Strutture Nasali Osservabili

  • Turbinato inferiore e suo meato: Il meato inferiore non è mai il riflesso di una patologia sinusale; è a questo livello che si esegue la puntura per la senoscopia.
  • Turbinato medio e suo meato: È a questo livello che si aprono gli osti del seno mascellare, dell’etmoide anteriore e del seno frontale. Ciò conferma l’importanza del suo esame nella patologia sinusale.
  • Rondò bullare: Questa regione è costituita dalla bolla, dall’uncinato e dalle docce.

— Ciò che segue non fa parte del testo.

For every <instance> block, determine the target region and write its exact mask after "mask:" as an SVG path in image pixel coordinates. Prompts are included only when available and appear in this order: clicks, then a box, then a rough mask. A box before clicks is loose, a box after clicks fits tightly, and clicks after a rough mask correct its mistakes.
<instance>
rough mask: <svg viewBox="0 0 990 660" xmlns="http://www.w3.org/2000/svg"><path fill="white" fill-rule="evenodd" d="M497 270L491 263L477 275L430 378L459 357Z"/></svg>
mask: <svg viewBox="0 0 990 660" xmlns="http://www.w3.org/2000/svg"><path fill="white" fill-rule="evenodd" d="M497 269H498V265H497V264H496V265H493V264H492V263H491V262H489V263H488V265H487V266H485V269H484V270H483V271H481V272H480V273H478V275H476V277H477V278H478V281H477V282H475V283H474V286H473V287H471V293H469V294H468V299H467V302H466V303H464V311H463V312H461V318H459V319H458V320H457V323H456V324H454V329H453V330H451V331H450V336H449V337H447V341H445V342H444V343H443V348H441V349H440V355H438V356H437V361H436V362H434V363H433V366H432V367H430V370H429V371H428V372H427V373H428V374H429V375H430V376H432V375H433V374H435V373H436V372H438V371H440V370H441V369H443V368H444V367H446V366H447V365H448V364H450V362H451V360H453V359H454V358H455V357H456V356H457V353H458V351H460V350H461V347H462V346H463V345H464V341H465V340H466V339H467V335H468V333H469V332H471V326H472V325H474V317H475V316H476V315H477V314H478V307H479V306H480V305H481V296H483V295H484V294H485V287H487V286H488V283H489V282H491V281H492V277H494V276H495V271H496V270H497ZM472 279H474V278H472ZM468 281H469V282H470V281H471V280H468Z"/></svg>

La fibra ottica a 30° (o a 70°) permette di precisare i dettagli di questa zona: la parte superiore della bolla presenta un becco e due corni; quello laterale collega la bolla all’uncinato, quello mediale collega la bolla al turbinato medio.
  • Turbinato superiore e suo meato: Si tratta di una zona spesso difficile da esaminare. Insinuando la fibra ottica sotto il turbinato superiore, si percepiscono i tre o quattro orifici delle cellule etmoidali posteriori. La parete definita superiore, o volta, corrisponde alla fossetta olfattiva molto difficile da vedere. Esiste soprattutto in questa regione, indietro su un piano verticale, una via importante, l’orifizio sfenoidale che si apre nel recesso sfenoetmoidale, 1 cm al di sopra ed esternamente all’arco delle coane.

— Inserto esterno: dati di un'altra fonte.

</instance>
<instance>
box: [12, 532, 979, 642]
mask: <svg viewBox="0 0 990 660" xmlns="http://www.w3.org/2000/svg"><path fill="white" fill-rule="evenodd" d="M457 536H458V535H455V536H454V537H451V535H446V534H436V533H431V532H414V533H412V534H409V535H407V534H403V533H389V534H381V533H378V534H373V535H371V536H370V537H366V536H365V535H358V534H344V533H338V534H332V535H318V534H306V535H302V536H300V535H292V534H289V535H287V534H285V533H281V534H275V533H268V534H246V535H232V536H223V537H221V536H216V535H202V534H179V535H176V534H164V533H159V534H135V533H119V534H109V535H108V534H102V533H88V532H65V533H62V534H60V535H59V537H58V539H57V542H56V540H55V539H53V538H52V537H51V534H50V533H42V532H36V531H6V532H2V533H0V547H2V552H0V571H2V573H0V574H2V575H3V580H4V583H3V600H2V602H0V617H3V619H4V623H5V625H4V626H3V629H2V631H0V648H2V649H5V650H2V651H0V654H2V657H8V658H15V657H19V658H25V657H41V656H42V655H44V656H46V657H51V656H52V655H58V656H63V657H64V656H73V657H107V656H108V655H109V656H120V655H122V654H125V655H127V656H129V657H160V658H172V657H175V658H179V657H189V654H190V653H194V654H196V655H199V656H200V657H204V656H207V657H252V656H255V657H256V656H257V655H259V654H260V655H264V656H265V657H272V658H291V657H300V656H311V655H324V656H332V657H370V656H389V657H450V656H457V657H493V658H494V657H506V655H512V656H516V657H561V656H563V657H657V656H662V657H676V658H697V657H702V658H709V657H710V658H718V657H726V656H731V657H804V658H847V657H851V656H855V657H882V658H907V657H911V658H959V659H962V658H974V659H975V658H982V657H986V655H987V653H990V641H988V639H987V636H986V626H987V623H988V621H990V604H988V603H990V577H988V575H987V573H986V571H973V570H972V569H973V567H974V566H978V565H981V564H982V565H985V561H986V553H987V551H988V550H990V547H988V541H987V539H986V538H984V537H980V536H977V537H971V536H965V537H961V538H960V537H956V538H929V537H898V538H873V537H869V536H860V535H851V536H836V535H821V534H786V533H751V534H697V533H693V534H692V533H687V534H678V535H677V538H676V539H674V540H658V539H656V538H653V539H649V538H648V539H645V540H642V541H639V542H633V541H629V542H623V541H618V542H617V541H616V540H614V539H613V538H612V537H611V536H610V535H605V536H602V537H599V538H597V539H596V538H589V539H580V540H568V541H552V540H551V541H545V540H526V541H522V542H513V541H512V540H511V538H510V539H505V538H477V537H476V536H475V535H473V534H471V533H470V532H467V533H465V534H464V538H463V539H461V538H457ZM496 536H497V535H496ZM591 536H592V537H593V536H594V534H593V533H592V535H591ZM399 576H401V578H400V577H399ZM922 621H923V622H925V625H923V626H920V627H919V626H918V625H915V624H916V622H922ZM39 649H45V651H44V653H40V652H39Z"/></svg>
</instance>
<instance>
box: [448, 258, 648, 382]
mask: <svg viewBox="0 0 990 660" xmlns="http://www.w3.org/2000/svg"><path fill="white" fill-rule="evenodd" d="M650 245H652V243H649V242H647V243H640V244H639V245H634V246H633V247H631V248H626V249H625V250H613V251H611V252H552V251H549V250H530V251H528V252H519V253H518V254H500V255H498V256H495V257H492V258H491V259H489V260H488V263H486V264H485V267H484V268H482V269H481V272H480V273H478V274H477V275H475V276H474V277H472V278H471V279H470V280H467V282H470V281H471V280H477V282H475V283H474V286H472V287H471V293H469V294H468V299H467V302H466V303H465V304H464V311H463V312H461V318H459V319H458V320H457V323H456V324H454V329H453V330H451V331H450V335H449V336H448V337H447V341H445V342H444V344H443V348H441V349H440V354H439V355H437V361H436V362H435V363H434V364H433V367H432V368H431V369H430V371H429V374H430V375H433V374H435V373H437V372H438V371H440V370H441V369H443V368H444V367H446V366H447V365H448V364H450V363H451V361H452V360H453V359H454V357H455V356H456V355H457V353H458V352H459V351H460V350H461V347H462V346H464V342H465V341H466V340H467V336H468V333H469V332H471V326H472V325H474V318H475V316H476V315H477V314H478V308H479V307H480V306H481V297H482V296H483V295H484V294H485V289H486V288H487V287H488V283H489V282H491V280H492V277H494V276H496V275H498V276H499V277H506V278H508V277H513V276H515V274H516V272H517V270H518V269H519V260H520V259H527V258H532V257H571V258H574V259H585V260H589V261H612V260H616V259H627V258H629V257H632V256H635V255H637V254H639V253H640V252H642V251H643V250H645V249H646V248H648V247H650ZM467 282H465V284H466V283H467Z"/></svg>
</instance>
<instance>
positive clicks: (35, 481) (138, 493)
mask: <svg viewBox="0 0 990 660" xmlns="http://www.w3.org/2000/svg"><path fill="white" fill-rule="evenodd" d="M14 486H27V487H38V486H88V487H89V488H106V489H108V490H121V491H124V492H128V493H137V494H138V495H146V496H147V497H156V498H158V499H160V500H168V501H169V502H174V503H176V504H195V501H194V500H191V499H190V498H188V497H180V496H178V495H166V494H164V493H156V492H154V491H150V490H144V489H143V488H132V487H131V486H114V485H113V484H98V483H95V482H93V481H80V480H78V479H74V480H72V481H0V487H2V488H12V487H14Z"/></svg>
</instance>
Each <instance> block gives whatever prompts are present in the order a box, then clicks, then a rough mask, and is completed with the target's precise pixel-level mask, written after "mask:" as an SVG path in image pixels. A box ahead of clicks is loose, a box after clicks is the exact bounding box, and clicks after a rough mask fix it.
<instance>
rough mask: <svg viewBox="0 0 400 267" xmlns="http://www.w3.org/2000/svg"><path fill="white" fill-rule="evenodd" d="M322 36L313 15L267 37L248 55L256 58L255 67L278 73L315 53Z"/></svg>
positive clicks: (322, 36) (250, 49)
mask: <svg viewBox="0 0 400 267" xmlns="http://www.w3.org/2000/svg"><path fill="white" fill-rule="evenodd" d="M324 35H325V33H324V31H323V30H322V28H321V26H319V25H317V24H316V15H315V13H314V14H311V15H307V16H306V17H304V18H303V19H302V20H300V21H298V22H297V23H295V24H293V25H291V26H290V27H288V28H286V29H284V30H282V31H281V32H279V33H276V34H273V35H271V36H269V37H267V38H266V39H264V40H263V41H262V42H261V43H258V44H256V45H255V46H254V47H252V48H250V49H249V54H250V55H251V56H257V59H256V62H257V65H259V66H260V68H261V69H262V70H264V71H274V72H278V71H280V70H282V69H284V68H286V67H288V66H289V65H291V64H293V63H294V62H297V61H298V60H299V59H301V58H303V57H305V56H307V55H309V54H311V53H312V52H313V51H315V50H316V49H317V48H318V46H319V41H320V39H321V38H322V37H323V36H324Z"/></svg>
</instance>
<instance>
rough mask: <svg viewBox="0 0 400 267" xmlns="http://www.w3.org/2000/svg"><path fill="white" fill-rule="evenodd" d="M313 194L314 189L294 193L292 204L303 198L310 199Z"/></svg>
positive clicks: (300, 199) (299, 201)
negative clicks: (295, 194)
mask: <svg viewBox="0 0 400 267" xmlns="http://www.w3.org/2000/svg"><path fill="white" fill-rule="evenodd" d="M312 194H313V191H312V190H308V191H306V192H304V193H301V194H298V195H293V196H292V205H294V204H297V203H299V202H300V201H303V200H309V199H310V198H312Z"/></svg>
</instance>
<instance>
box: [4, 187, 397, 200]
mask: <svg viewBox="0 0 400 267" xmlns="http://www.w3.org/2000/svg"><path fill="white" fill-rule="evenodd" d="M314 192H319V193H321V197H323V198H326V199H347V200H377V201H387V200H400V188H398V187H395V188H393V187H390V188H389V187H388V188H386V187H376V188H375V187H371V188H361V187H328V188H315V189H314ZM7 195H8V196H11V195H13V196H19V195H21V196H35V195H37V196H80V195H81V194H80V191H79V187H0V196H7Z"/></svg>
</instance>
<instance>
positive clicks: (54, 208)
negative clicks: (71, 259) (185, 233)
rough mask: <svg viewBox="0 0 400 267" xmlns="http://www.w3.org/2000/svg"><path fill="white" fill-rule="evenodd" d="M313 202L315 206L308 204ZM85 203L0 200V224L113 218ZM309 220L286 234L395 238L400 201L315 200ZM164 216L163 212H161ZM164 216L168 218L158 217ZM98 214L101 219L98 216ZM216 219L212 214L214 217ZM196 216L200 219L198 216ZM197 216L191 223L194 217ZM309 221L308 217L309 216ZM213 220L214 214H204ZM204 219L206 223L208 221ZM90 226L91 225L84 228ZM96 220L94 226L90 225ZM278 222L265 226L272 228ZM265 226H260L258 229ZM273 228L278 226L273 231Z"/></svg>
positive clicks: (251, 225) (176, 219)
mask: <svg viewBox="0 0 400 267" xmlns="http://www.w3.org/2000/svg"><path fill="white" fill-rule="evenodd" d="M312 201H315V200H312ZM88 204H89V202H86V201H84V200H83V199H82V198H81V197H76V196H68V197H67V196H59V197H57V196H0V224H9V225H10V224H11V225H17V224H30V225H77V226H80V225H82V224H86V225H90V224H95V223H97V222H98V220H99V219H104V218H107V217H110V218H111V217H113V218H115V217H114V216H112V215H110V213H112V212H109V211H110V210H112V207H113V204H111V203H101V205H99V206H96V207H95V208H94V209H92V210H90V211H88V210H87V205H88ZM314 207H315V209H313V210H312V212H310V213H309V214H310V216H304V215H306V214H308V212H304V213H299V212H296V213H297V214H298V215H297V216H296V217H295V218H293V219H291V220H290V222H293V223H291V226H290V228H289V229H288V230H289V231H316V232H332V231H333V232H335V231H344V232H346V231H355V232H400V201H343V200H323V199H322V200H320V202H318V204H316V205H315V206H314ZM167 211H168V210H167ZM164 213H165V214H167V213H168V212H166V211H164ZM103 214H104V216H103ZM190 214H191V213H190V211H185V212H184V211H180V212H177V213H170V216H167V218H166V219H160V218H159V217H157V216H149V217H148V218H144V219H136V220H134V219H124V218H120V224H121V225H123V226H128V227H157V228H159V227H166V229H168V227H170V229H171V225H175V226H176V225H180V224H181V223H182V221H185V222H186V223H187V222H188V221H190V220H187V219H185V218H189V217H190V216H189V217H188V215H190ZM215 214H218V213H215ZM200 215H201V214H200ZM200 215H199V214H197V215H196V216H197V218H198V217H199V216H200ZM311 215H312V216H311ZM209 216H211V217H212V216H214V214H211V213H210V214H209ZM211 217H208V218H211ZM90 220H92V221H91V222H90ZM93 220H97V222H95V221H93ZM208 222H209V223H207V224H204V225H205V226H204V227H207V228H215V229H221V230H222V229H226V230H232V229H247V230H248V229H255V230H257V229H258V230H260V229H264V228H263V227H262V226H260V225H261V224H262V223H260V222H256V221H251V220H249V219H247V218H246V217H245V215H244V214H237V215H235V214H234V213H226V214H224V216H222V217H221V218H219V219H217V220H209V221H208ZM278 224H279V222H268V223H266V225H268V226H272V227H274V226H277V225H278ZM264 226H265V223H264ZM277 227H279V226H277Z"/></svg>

Indicazioni per l'Endoscopia Nasale

L'endoscopia nasale è un esame diagnostico cruciale e si rende necessaria in varie circostanze cliniche. Alcuni casi includono:

  • Valutazione di malattie croniche o acute del naso e dei seni paranasali.
  • Monitoraggio di condizioni preesistenti come la poliposi nasale.
  • Valutazione dell’ipertrofia dei turbinati.
  • Esame della funzionalità delle vie aeree superiori in pazienti con apnee notturne.
  • Valutazione delle condizioni delle vie aeree dopo interventi chirurgici o traumi.
  • Diagnosi di patologie neoplastiche.

Preparazione e Procedura

Per prepararsi all'endoscopia nasale, è consigliato seguire alcune indicazioni specifiche:

  • Non è necessario essere a digiuno, ma è preferibile evitare pasti abbondanti nelle ore precedenti l'esame.
  • Informare il medico riguardo a eventuali allergie, farmaci in uso o condizioni mediche preesistenti.
  • Rimuovere eventuali protesi dentarie mobili prima dell'esame.

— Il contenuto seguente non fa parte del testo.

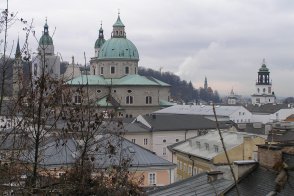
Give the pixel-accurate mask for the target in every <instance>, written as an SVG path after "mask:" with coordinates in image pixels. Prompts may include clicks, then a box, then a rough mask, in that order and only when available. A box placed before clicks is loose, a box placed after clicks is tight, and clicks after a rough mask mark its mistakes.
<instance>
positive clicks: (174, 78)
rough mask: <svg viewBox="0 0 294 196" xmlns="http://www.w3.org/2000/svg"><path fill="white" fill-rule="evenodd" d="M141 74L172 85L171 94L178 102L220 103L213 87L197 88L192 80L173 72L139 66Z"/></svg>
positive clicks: (139, 73)
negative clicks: (174, 73) (211, 102)
mask: <svg viewBox="0 0 294 196" xmlns="http://www.w3.org/2000/svg"><path fill="white" fill-rule="evenodd" d="M139 74H140V75H142V76H152V77H154V78H156V79H158V80H161V81H163V82H165V83H168V84H170V85H171V96H172V99H173V100H175V101H177V102H185V103H188V102H196V103H199V102H200V101H202V102H203V101H205V102H210V101H213V102H214V103H219V102H220V101H221V100H220V97H219V94H218V92H217V91H216V90H215V91H213V90H212V88H210V87H208V88H207V89H204V88H200V89H196V88H194V86H193V85H192V82H191V81H190V82H187V81H185V80H181V78H180V77H179V76H177V75H175V74H173V73H171V72H159V71H155V70H153V69H150V68H149V69H146V68H144V67H139Z"/></svg>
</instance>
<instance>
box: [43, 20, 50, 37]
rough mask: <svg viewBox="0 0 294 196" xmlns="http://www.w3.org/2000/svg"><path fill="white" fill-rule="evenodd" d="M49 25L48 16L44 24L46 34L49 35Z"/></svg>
mask: <svg viewBox="0 0 294 196" xmlns="http://www.w3.org/2000/svg"><path fill="white" fill-rule="evenodd" d="M48 29H49V26H48V24H47V17H46V20H45V25H44V35H49V31H48Z"/></svg>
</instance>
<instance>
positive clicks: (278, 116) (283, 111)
mask: <svg viewBox="0 0 294 196" xmlns="http://www.w3.org/2000/svg"><path fill="white" fill-rule="evenodd" d="M291 114H294V108H293V107H289V108H287V109H280V110H279V111H277V112H274V113H272V114H262V113H255V114H252V119H251V121H252V122H261V123H264V124H265V123H269V122H279V121H283V120H285V119H286V118H287V117H288V116H290V115H291Z"/></svg>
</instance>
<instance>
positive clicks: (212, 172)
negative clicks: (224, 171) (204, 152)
mask: <svg viewBox="0 0 294 196" xmlns="http://www.w3.org/2000/svg"><path fill="white" fill-rule="evenodd" d="M206 174H207V182H215V181H216V180H219V179H222V178H223V174H224V173H223V172H221V171H210V172H206Z"/></svg>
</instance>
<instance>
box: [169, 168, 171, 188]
mask: <svg viewBox="0 0 294 196" xmlns="http://www.w3.org/2000/svg"><path fill="white" fill-rule="evenodd" d="M169 184H171V168H169Z"/></svg>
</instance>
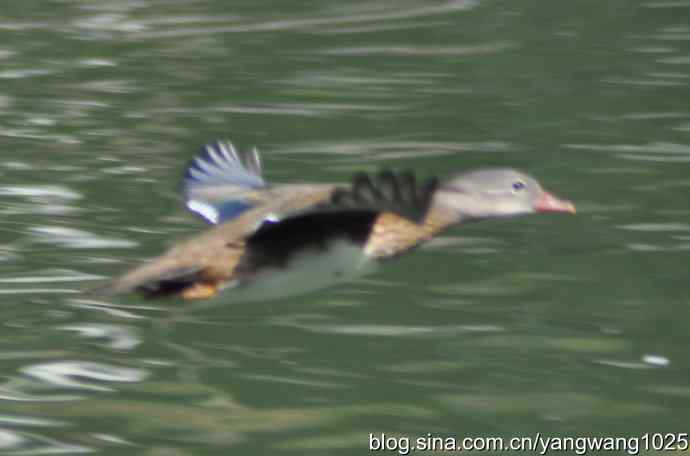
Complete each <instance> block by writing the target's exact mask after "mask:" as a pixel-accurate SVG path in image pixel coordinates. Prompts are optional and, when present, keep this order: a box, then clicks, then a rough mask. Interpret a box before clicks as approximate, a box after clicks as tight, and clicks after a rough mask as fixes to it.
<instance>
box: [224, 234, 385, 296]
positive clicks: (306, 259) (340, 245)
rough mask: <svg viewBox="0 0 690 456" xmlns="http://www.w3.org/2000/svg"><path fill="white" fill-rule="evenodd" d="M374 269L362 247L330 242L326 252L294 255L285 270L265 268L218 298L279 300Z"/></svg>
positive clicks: (307, 253) (315, 252) (375, 262)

Durante la procedura, viene applicato un anestetico locale per ridurre il disagio. L'endoscopio viene delicatamente inserito attraverso una narice e guidato lungo le cavità nasali e i seni paranasali. La durata dell'esame varia generalmente tra i 10 e i 20 minuti.

Rischi e Complicazioni

I rischi e le complicazioni dell'endoscopia nasale sono rari, ma possono includere:

  • Sanguinamento
  • Infezioni
  • Reazioni allergiche agli anestetici locali
  • Lieve disagio o dolore nella zona nasale
  • Temporanea irritazione o gonfiore

Tuttavia, la procedura è generalmente considerata sicura e ben tollerata.

Sistema di Punteggio Endoscopico Lund-Kennedy

Il sistema di punteggio endoscopico Lund-Kennedy quantifica gli stati patologici del naso e dei seni paranasali, concentrandosi sulla presenza di polipi, secrezioni, edema, cicatrici o aderenze e croste. I punteggi di Lund-Kennedy vanno da 0 a 20.

Parametro Punteggio Descrizione
Polipi 0 Assenti
1 Presenti nel meato medio
3 Presenti oltre il meato medio
Scarico 0 Non presente
1 Sottile
2 Spesso e purulento
Edema, cicatrici, croste 0 Assenti
1 Lievi
2 Gravi

Biopsia dei Seni Nasali

La biopsia dei seni nasali è una procedura medica mirata alla raccolta di un piccolo campione di tessuto dai seni paranasali, che sono cavità situate all'interno delle ossa del cranio e del viso. Permette di determinare la natura di varie patologie, come infezioni croniche, polipi nasali, tumori benigni e maligni, granulomatosi e altre condizioni specifiche.

Anestesia locale viene applicata per intorpidire l'area. I risultati della biopsia possono richiedere alcuni giorni o settimane.

Chirurgia Endoscopica dei Seni Paranasali

La chirurgia endoscopica dei seni paranasali si basa sulla chirurgia naso-sinusale endoscopica, pratica chirurgica che prevede una tecnica minimamente invasiva. Il paziente che ricorre a questo intervento chirurgico soffre solitamente di sinusite cronica o poliposi che non correggibile con il trattamento farmacologico.

Dove Effettuare l'Intervento

La chirurgia endoscopica dei seni paranasali idonea alla rimozione dei polipi nasali può essere effettuata in cliniche specializzate con personale qualificato e tecnologie avanzate.